Endoscopy 2018; 50(04): S22
DOI: 10.1055/s-0038-1637090
ESGE Days 2018 oral presentations
20.04.2018 – Video session 3
Georg Thieme Verlag KG Stuttgart · New York

ENDOSCOPIC SUBMUCOSAL DISSECTION OF A SUSPICIOUS ESOPHAGEAL LESION

L Mans
1   ULB Erasme Hospital, Brussels, Belgium
,
AM Bucalau
1   ULB Erasme Hospital, Brussels, Belgium
,
P Eisendrath
2   CHU Saint-Pierre, Brussels, Belgium
,
L Verset
1   ULB Erasme Hospital, Brussels, Belgium
,
P Demetter
1   ULB Erasme Hospital, Brussels, Belgium
,
V Huberty
1   ULB Erasme Hospital, Brussels, Belgium
,
A Demols
1   ULB Erasme Hospital, Brussels, Belgium
,
J Devière
1   ULB Erasme Hospital, Brussels, Belgium
,
A Lemmers
1   ULB Erasme Hospital, Brussels, Belgium
› Author Affiliations
Further Information

Publication History

Publication Date:
27 March 2018 (online)

 

A 80-year-old woman, hospitalized for atrial fibrillation and cardiac decompensation, presented anemia and melena during her stay. An esogastroduodenoscopy revealed a 2 × 2 cm Paris type 0-IIa+IIc neoplastic lesion at 30 to 32 cm from the incisors. The IPCL pattern analysis with NBI and near focus revealed V-3 type suggesting the presence of submucosal infiltration. The biopsy revealed a poorly differentiated squamous cell carcinoma. Endoscopic ultrasound disclosed a 15 mm mucosal lesion with extension in the submucosa (uT1N0Mx). There was no distant metastasis on work-up (thoracic and abdominal CT scan, bronchoscopy and PET CT).

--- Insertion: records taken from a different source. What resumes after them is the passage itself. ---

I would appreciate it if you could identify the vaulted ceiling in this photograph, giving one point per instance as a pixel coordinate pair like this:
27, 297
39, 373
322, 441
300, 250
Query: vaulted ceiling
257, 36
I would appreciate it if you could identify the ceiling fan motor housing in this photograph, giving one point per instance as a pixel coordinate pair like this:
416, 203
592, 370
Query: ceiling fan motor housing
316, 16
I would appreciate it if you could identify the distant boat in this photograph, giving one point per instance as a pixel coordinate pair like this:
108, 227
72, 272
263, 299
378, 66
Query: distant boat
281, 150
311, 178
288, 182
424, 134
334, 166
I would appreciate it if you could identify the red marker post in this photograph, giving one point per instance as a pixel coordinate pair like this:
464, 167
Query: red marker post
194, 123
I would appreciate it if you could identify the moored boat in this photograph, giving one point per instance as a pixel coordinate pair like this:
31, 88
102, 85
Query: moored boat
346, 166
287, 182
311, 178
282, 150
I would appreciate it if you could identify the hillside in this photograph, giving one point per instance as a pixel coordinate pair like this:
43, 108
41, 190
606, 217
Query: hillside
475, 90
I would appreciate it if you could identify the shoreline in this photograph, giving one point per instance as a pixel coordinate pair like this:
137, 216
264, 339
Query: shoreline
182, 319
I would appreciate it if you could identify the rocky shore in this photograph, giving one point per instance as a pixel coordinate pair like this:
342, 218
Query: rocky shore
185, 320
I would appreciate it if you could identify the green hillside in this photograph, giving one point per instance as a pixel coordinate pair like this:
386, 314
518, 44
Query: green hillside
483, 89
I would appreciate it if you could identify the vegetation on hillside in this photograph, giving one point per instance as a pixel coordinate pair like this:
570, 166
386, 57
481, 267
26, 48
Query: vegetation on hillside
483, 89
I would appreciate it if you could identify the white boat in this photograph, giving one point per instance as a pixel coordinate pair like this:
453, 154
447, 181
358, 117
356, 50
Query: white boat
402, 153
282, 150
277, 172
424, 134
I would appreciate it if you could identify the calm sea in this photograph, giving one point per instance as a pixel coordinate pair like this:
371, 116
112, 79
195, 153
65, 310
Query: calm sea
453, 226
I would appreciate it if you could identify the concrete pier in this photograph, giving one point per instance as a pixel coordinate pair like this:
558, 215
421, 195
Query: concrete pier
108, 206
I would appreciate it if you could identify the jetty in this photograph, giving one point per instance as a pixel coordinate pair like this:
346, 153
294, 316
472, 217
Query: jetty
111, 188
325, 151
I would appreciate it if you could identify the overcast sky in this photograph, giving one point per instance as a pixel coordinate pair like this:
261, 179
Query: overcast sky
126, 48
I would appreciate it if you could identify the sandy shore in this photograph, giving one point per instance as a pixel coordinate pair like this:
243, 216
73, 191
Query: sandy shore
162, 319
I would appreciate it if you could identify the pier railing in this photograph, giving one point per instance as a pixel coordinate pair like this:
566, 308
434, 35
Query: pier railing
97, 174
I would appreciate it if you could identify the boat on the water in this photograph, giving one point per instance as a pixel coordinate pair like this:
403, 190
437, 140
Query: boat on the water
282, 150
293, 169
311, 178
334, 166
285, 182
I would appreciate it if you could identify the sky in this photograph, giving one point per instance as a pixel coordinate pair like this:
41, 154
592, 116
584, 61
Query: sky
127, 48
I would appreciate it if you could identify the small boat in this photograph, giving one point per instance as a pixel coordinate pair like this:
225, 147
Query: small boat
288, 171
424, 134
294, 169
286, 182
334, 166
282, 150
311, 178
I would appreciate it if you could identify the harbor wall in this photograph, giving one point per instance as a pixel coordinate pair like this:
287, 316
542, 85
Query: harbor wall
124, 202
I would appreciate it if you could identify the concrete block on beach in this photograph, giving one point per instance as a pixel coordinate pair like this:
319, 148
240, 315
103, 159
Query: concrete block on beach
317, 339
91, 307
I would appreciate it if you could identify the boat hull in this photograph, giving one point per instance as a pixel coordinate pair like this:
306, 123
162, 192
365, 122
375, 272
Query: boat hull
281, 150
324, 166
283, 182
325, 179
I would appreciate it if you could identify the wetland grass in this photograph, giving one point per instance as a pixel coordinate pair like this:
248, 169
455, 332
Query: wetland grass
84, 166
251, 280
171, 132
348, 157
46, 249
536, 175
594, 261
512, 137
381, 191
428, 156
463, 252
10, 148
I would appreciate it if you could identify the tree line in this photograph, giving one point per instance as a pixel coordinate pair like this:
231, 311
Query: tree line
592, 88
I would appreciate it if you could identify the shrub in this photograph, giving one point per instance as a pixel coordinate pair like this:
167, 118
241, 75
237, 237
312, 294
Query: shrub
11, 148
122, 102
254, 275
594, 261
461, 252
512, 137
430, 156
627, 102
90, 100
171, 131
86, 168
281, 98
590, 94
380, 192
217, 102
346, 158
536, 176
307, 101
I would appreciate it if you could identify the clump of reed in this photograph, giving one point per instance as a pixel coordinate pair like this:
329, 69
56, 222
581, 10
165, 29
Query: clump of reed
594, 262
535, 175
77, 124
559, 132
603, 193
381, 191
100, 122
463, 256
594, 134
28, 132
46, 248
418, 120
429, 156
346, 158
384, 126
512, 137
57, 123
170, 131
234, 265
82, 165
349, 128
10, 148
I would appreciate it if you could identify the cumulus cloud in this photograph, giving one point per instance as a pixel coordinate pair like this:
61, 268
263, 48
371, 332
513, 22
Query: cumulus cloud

Due to the advanced age of the patient and her comorbidities, we decided in multidisciplinary oncologic meeting to perform a staging endoscopic submucosal dissection. The therapeutic alternative would be a major surgery in a patient with cardiac decompensation. An en-bloc endoscopic complete resection was performed using a Dual knife (Olympus, Japan) and glycerol solution. The procedure was well tolerated without any secondary symptoms nor stricture and patient was discharged on day 3. Surprisingly, the pathological analysis revealed a large-cell neuroendocrine carcinoma with no lympho-vascular involvement nor perineural invasion. Lateral margins were free but vertical resection margin revealed some tumoral cells. The Ki67 index was 95%. The pathological classification according to the TNM classification was pT1bNx.

The multidisciplinary oncologic meeting had suggested an adjuvant treatment by radiochemotherapy which was refused by the patient. Therefore, surveillance was performed with esogastroduodenoscopy and thoracoabdominal CT scan. The 3-months follow-up showed no recurrence.

Conclusion:

ESD is the technique of choice for en-bloc resection of > 15 mm esophageal superficial carcinoma to obtain a good pathological analysis. Staging ESD is an option in aged and comorbid patients before choosing the right therapeutic approach. Esophagus large-cell neuroendocrine carcinomas are uncommon. Due to the lack of data, no treatment strategies have yet been established for esophageal neuroendocrine carcinomas.